On the other hand, only “fear of injury” moderated the effect of gender for outcome variable (P < 0.05) and if “fear of injury” was a critical barrier, males would demonstrate upper levels of PA. While, there was only one moderation effect for marriage and it was found for “lack of time” (P < 0.05) and among those perceived that “lack of time” is not a PA barrier for them, higher PA levels were shown by singles.

Four moderators of the effect of employment for PA outcomes were found (P < 0.05). When “lack of willpower”, “fear of injury”, and “lack of skill” were not perceived as barriers of PA, employed older adults reported greater PA levels. Besides, among those reported “lack of resources” as a barrier, unemployed/retired participants demonstrated lesser PA compared to their employed counterparts.

Interestingly, all subscales of BBAQ significantly moderated (P < 0.05) the effect of education for PA outcomes which were regularly in line with the main effect of the education. More specifically, when each of the seven subscales was not perceived as a barrier, college-educated Older Adults demonstrated higher levels of PA compared to their less educated peers. Plus, even among those reported that “lack of time” is a barrier of PA for them, participants without college education reported less PA.

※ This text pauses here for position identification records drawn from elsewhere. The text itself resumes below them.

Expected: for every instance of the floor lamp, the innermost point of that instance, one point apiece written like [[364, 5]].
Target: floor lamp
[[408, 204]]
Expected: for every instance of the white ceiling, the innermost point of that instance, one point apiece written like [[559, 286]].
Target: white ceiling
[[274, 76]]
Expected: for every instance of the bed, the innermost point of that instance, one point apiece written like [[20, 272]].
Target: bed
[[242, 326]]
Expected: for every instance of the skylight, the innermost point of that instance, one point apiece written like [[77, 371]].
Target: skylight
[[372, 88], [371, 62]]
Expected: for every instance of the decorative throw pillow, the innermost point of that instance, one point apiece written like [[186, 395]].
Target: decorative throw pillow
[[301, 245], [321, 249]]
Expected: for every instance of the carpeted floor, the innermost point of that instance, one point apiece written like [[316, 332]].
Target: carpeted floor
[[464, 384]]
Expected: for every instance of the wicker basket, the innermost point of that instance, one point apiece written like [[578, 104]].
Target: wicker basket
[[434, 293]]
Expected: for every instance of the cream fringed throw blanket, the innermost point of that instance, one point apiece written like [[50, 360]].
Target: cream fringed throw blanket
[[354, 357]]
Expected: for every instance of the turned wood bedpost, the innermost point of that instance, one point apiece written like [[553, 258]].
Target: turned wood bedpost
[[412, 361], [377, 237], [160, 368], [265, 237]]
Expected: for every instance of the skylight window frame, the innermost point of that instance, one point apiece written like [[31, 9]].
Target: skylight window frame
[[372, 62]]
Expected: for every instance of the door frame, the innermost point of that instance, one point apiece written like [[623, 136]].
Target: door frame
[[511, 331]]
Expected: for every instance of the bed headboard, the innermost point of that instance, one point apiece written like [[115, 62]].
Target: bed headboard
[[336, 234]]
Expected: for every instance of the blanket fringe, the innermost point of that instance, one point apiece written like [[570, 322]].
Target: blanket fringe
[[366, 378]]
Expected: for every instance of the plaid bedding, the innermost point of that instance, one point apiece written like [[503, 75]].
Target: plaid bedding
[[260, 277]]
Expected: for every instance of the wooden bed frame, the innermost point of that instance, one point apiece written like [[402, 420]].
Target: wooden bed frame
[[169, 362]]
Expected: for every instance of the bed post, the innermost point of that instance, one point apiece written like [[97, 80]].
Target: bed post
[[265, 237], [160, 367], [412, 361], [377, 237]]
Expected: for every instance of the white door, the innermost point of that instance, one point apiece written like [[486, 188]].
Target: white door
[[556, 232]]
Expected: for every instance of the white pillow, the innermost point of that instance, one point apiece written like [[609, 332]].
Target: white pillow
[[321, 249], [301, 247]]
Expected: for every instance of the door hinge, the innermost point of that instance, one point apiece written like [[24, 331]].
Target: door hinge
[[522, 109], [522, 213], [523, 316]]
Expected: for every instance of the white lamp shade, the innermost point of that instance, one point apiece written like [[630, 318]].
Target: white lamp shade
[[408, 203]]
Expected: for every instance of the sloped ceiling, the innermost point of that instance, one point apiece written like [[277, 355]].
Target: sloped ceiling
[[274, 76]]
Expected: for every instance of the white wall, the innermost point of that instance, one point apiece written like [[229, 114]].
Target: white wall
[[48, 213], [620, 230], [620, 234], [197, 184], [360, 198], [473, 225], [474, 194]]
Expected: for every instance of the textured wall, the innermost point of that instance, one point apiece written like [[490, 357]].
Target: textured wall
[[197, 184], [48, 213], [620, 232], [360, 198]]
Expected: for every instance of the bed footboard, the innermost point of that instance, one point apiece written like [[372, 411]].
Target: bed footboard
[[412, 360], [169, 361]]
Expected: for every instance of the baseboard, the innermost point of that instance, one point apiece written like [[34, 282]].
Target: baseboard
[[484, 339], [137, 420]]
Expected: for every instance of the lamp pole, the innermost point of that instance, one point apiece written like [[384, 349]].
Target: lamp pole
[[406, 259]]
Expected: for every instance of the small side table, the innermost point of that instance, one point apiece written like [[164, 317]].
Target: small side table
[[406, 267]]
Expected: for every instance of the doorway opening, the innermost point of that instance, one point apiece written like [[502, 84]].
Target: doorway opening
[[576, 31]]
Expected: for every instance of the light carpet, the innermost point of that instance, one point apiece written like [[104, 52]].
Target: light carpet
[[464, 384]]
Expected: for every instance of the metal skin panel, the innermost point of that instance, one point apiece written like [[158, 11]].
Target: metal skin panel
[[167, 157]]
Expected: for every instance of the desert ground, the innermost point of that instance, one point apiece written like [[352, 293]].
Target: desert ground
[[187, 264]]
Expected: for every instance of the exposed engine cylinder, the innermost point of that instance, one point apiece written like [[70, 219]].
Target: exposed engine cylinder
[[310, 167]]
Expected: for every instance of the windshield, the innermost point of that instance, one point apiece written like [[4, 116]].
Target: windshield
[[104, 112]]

Like education, significant moderation effects of all subscales of BBAQ were found for living status (P < 0.05). Among participants reporting “lack of time” as a PA barrier, and those did not perceive “lack of energy”, “lack of willpower”, “fear of injury”, “lack of skill”, “social influence” and “lack of resources” as barriers, older adults were living with others reported lower PA compared to their peers living in their private houses.


The hypothesis of the present study was that evaluating the moderation effect of perceived PA barriers on association between SED characteristics and PA of older adults would help expand upon our knowledge on these associations and explain some of the inconsistencies in the relevant literature. Two out of the six direct associations evaluated between SED factors and PA were significant (Table 3). Besides, approximately 28.5% of the tested interactions between SED factors and perceived PA barriers in relation to PA were found to be significant (Table 3). These findings demonstrate that there is moderation by perceived PA barriers, suggesting there would be further complexities than could be explained only through SED factors.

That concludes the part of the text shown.